Several limitations of this study should be acknowledged. First, its retrospective design precludes the establishment of causality. Second, and most importantly, our study is constrained by the nature of the NHIRD, which lacks the gold-standard prognostic markers for ADPKD including genetic data (PKD1/PKD2 status) and imaging biomarkers like TKV, and key laboratory values such as eGFR or proteinuria. Without direct access to TKV or genetic data, our model inherently relies on surrogate markers such as comorbidity burden and medication patterns to infer underlying risk. Despite the use of a washout period and validation via the Catastrophic Illness Patient Registry, truly incident ADPKD cases cannot be fully guaranteed in claims-based data. We therefore wish to emphasize that our model is proposed as a complementary tool for broad-based risk stratification, not as a replacement for comprehensive clinical evaluation.
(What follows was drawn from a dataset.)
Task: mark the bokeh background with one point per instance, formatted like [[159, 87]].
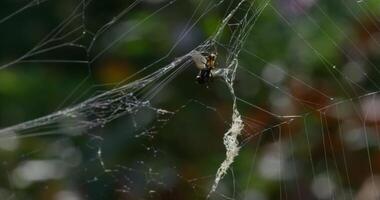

Third, because observation windows vary by index year, the binary labeling framework may under-ascertain events among patients with shorter follow-up and can bias absolute risk interpretation. In addition, calibration curves were not presented, limiting assessment of absolute risk calibration. Fourth, because deaths occurring before ESRD were labeled as nonevents in the binary ML framework, patients with high competing mortality may be misclassified as having low renal risk. Fifth, the measurement of medication exposure, quantified by prescription days, is a proxy that does not capture actual patient adherence, dosage, or treatment adjustments. This limits our ability to make definitive conclusions about the role of specific pharmacological agents. Finally, our model was developed using a Taiwanese population, and its performance and the relative importance of predictors may vary across different ethnic and geographic groups, which may limit generalizability.
Future Work
Future studies should prioritize prospective validation in diverse external cohorts. Methodologically, fixed-horizon prediction and time-to-event approaches, including survival ML and competing-risk or multistate frameworks, should be evaluated to better align modeling with clinical trajectories. External validation datasets that include laboratory, genetic, and imaging biomarkers (eg, eGFR, proteinuria, PKD1/PKD2 status, and TKV) will enable integrated, multitiered risk stratification and more complete assessment of calibration and clinical utility. Moreover, instance-level explainability methods (eg, SHAP) can be explored to support clinical interpretability.
Conclusions
This study developed and evaluated 6 ML models to classify dialysis initiation risk in a nationwide ADPKD cohort using administrative claims data and a prespecified temporal validation design. On the held-out temporal test set, XGBoost showed the best overall performance. The most informative predictors primarily reflected disease severity and care intensity captured in claims data, including age, comorbidity burden, anemia, and hypertension, whereas medication variables should be interpreted as noncausal proxies of clinical complexity.
Supplementary material
10.2196/80343Multimedia Appendix 1Supplementary methods and tables, including model implementation details for the six machine learning algorithms, ICD-9-CM/ICD-10-CM codes for comorbidities (Table S1), ATC codes and drug lists (Table S2), and tuned hyperparameters with software packages and versions (Table S3).